The Stadion am Bruchweg, or the Bruchwegstadion as it is more colloquially known, was built originally in 1929. Renovated on seven occasions, Mainz’s reserve outfit gained the stadium as their home venue in 2011 when the first team moved to the newly built Opel Arena on the outskirts of the city.

British viewers will probably recognise the characteristic half-terraced, half-seated East Stand, which can be viewed ad nauseam when Sky and BT show footage of Jürgen Klopp playing at the Bruchweg during his playing days for Mainz. Unfortunately, within the last year, the Zero-Fives have decided to demolish the North Stand, so that the club’s adjacent training ground could be expanded ever so slightly.

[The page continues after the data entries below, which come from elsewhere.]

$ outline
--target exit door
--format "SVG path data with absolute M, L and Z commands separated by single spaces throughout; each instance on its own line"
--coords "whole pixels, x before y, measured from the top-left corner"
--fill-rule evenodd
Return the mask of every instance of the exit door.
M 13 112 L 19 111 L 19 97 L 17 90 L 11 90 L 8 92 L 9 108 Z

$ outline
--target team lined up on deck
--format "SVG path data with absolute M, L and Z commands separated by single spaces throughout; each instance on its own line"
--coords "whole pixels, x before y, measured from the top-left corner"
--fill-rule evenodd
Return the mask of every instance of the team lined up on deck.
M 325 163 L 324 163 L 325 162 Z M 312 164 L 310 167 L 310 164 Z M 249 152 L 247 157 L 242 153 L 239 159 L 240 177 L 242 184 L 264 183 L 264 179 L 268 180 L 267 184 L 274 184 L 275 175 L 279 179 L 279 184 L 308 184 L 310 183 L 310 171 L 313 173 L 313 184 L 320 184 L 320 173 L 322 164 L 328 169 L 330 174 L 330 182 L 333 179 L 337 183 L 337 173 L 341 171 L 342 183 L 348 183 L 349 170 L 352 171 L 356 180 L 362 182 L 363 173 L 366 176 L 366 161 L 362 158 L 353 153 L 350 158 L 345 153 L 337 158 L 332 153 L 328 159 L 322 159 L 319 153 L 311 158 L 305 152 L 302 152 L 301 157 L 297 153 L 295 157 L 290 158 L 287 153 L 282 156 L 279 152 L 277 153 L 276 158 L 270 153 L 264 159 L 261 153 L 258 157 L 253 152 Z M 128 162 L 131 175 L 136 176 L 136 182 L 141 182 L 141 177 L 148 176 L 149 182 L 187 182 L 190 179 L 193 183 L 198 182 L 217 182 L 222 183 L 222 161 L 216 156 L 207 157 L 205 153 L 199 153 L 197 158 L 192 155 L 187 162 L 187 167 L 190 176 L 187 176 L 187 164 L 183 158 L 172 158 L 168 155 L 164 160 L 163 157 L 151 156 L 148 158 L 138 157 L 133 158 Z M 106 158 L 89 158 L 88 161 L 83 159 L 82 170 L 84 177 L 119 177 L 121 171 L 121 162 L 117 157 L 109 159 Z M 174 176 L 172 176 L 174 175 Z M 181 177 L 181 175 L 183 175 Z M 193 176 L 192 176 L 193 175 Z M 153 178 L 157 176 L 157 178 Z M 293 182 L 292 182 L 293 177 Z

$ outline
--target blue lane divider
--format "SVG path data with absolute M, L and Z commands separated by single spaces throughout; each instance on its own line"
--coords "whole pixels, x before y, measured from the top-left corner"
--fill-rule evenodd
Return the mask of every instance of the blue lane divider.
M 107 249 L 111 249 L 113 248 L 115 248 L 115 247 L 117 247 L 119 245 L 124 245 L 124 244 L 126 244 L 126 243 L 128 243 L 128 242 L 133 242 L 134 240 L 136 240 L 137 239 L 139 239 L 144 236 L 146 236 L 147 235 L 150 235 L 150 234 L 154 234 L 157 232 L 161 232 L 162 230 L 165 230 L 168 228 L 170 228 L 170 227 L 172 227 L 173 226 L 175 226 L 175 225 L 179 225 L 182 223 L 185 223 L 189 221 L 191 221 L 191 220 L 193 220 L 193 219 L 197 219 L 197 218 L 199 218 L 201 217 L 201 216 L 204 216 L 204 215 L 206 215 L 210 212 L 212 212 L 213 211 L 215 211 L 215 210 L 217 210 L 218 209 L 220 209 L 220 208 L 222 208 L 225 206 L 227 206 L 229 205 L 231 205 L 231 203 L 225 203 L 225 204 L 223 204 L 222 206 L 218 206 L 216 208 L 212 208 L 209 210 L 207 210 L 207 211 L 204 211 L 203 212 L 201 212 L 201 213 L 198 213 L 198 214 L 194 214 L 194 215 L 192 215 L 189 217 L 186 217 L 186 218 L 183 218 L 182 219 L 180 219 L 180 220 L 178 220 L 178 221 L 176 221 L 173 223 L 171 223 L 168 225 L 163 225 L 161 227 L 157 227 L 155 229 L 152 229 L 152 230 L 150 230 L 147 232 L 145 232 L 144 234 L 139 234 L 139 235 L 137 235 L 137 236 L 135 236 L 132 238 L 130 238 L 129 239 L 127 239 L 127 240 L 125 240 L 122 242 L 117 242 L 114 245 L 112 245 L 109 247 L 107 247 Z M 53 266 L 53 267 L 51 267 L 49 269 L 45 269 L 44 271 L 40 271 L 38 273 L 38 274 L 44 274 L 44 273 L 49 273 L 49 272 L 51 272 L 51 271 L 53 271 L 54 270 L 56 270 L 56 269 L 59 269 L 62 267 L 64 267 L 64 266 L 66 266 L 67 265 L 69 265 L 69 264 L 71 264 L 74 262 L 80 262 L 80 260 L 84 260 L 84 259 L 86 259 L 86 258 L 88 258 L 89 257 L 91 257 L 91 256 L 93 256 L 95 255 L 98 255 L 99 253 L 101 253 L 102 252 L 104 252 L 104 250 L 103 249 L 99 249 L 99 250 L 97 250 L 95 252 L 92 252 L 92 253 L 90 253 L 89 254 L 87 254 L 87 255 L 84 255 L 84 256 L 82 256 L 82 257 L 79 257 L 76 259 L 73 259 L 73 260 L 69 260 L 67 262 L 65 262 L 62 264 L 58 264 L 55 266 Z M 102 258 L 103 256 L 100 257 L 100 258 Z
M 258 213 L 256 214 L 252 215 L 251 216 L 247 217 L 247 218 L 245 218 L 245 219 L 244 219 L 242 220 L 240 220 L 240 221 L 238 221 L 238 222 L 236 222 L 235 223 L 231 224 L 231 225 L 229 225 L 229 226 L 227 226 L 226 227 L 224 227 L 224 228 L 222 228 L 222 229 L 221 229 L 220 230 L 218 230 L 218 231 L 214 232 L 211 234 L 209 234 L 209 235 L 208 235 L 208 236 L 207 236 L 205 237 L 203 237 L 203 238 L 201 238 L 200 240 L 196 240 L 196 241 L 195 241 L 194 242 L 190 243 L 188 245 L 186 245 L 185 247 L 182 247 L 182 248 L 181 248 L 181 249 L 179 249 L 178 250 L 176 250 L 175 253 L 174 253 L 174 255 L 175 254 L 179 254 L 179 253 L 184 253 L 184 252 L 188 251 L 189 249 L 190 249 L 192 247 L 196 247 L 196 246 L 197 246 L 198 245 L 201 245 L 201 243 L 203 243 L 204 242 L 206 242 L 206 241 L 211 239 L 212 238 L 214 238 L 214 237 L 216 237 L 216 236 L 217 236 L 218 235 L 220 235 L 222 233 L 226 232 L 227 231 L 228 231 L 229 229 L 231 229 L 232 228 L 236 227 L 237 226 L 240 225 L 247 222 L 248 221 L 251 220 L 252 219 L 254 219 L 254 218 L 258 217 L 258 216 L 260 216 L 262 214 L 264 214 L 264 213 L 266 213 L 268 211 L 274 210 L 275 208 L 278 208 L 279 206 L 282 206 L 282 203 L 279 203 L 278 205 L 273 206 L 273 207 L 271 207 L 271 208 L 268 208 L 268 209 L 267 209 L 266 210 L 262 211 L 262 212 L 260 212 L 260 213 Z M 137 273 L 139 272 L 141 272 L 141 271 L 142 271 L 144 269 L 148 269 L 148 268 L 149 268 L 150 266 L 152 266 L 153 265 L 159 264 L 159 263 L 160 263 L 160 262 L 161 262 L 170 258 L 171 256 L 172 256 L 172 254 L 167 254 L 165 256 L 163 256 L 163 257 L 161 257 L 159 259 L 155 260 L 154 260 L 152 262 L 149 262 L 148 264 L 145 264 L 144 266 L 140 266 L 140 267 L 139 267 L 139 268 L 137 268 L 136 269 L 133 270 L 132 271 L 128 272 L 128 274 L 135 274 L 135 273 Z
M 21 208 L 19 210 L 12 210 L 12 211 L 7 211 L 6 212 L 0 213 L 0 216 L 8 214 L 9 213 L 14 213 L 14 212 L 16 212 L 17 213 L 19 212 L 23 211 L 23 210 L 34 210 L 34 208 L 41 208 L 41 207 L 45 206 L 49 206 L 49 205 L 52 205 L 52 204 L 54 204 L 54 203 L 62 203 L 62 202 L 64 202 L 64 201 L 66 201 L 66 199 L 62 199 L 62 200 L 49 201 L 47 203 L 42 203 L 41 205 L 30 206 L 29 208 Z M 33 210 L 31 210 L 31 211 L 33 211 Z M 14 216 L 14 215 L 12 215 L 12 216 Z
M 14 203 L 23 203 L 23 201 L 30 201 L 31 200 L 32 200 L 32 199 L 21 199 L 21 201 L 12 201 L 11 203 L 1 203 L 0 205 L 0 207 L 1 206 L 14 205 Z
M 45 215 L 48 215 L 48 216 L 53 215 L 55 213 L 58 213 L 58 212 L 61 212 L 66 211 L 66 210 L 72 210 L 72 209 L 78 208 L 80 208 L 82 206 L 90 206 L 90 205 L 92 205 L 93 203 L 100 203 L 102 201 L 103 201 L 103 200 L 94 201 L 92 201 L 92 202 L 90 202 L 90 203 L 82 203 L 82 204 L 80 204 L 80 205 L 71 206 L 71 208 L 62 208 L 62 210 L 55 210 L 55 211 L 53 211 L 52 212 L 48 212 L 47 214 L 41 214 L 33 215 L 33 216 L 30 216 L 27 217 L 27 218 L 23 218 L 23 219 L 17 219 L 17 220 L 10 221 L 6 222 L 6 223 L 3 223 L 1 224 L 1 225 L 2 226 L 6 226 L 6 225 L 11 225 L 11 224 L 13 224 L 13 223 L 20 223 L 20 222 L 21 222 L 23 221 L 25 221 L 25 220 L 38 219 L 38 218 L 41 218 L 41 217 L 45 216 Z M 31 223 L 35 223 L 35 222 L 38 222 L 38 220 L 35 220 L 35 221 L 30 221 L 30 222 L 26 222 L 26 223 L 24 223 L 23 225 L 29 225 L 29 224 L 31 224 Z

Due to the infinite wisdom of the Federal Transport Ministry and their confusing exit system on the autobahn, we arrived without time to spare in Mainz. In typical fashion, the tenets of the Zero-Fives’ goal music rang aloud as we queued for tickets in the small rectangular building that Mainz use to sell tickets at the Bruchwegstadion, signifying that the hosts had gone one goal to the good. It is small consolation that a student ticket can be bought for as little as €6 (a similar adult ticket comes in at around €10).

mainz 2

Balingen, to their credit, despite having yet to earn a point this season, as well as their early set-back on this humid summer’s eve, were extremely easy on the eye. (As can be viewed in the above picture) With both fullbacks in an advanced position, simultaneously hugging the touchily, anchored by a holding midfield, the Baden-Württemberg visitors somewhat represented the style of play Pep Guardiola characterised during his Barcelona days.

It is at this rudimentary point that comparisons with Guardiola can be stopped, however. Balingen lacked either the quality or nerve to convert their possession into meaningful chances, while the visitors were also seemingly alien to the transitional phases that the Spaniard is so keen on. Fortunately for them, Mainz’s final ball was poor and they were not punished for the glaring opportunities they presented for counter attacks.

1-0 the final score at the Bruchweg. It seems almost poetic irony that I would travel around 100km for a German fourth division clash, only to miss the solitary goal of the game.

With a late night Burger King for sustenance (it made quite the difference from the wild boar sausages I had earlier that day in the Odenwald) and a Ford Ka my chariot, we headed back towards the Rhine-Neckar region and Speyer in particular.

Arriving back in the medieval city just before Thursday joined us, I could be safe in the knowledge that it is now two Bundesliga clubs where I have visited their reserve ground, but not their first.